Search code examples
avrogoogle-cloud-pubsub

GCP Pub/Sub message validation against nested record AVRO schema fails


I have a fairly complex AVRO schema which passes the validation, but the message that's sent to it somehow isn't compatible with the AVRO schema I defined.

Since then, I tried narrowing down the schema to understand why this could be happening, and it seems that nested record AVRO schema doesn't work too well in Pub/Sub.

For example, consider the following AVRO schema:

{
 "type" : "record",
 "name" : "Avro",
 "fields" : [
   {
     "name" : "foo",
     "type" : {
        "name": "foo_1",
        "type": "int"
     }
   }
 ]
}

and the sample message:

{
  "foo": {
    "foo_1": 42
  }
}

The sample schema above passes the schema validation in Pub/Sub, but when I test the message above, it fails.

I found similar post here, but it doesn't really help much.

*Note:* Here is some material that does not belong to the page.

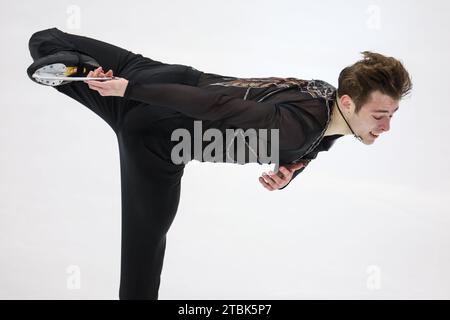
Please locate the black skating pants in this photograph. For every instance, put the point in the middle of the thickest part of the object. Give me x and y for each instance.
(150, 182)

Perhaps, Pub/Sub has issue with nested record?

Thanks a bunch.

UPDATE

Thanks to Kamal, the original message works. How would I handle UNION[NULL, nestedRecord] case? i.e.

{
    "type": "record",
    "name": "Avro",
    "fields": [
        {
            "name": "foo",
            "type": [
              "null",
                {
                  "type": "record",
                  "name": "NestedRecord",
                  "fields": [
                      {
                          "name": "foo_1",
                          "type": "int"
                      }
                  ]
              }
            ]
        }
    ]
}

Is this not a valid schema? My expectation is that this schema should handle both

{"foo": null}

and

{
  "foo": {
    "foo_1": 42
  }
}

but it only works for the null input, not with the nested input. Seems like a very basic question, but it's been very frustrating for me since Pub/Sub validation error isn't really useful..


Solution

  • The schema you have provided does not specify a nested record. Note that you have no additional "record" type inside the fields. The schema you want to match the message you have specified is:

    {
        "type": "record",
        "name": "Avro",
        "fields": [
            {
                "name": "foo",
                "type": {
                    "type": "record",
                    "name": "NestedRecord",
                    "fields": [
                        {
                            "name": "foo_1",
                            "type": "int"
                        }
                    ]
                }
            }
        ]
    }
    

    The schema you specified has a record with a single int field with the name foo. The nested "name" specification is essentially ignored. This is a message that is valid against the schema you provided:

    {
      "foo": 42
    }
    

    For the case of a union with null, you need to follow the JSON encoding rules for a union. In this case, the message would be:

    {
        "foo": {
            "NestedRecord": {
                "foo_1": 42
            }
        }
    }